A study carried out in yeast suggests that eukaryotes, including humans, have the ability to suppress potentially harmful genetic variants by initiating ‘rescue’ mutations that effectively correct the initial genetic fault.
While this work is still at an early stage and needs to be confirmed in humans, the researchers think it could shed light on the origins of genetic diseases and perhaps help researchers design better treatments for these conditions.
This international study, led by the University of Lausanne in Switzerland and the Wellcome Sanger Institute in the U.K., used genes and mutations linked to temperature sensitivity in yeast to explore whether unfavorable mutations could be corrected naturally.

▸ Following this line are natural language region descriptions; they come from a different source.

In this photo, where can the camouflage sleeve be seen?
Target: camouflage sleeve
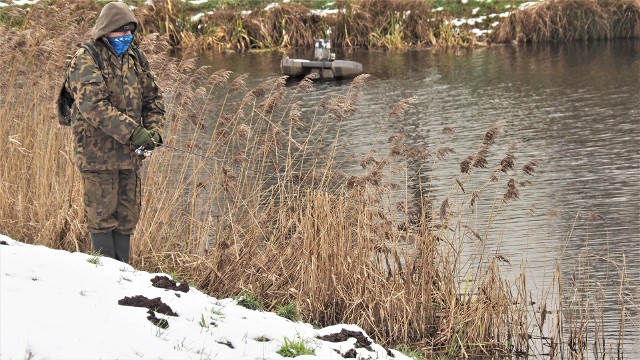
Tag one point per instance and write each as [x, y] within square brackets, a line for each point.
[92, 97]
[152, 104]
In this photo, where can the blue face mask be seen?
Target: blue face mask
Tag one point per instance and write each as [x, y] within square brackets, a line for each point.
[120, 44]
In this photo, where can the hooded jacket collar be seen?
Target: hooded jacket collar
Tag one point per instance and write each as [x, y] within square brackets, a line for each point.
[112, 16]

As reported in the journal Molecular Systems Biology, 1,106 temperature-sensitive alleles from 580 essential genes in 10 wild yeast strains were analyzed by the research team to see if mutations that decreased the yeast’s chance of survival at hot temperatures would be corrected by natural genetic variation.

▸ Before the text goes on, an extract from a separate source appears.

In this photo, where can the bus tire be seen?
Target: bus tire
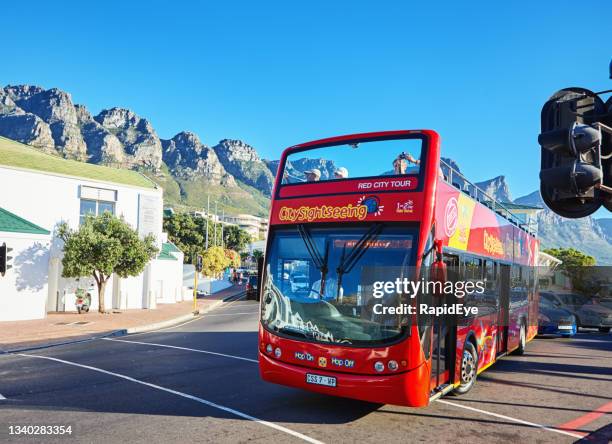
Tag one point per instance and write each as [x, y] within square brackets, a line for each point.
[522, 340]
[469, 369]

During experiments the researchers found that loss of function mutations in around a quarter of the essential genes could be overcome by natural genetic variation in at least one wild yeast strain.
“The proportion of harmful mutations in essential genes that could be suppressed was unexpected,” said Jolanda van Leeuwen, Ph.D., a senior author of the paper and a professor at the University of Lausanne.
“Because we only sampled a small fraction of wild yeast strains the percentage of mutations that can be suppressed by natural variants is likely to be much higher. The frequency of suppression suggests it could make an important contribution in other contexts as well – including, potentially, for human disease.”
Notably, a single strong rescue allele could overcome temperature sensitivity in the yeast in almost all of these cases. “In biology, explanations tend to be complex, so it’s unusual to find a single ‘smoking gun’,” said Leopold Parts, Ph.D., a senior author of the paper from the Wellcome Sanger Institute.
“We might have expected a number of genes to combine to overcome a serious genetic defect like the temperature-sensitive allele, so for this to be the result of a single mutation is very surprising.”
It is a known phenomenon in genetic disease that some patients have more severe disease than others, but reasons behind this are not always clear. While humans are undoubtedly more complex organisms with more complex genetics than yeast, it may be that similar rescue mutations to those seen in the yeast grown for this study are present in humans. For example, patients with less severe disease, or those with potentially pathogenic mutations who don’t show symptoms.
“Given the high frequency at which we observed suppression via complementing natural variants, we expect it to have an important contribution to other phenotypes, species and contexts, including human disease,” conclude the authors.
“The large overlap between natural suppressor variants and those identified in a laboratory setting suggests that suppressor screening in human cell lines will help understand variable penetrance of human disease mutations as well.”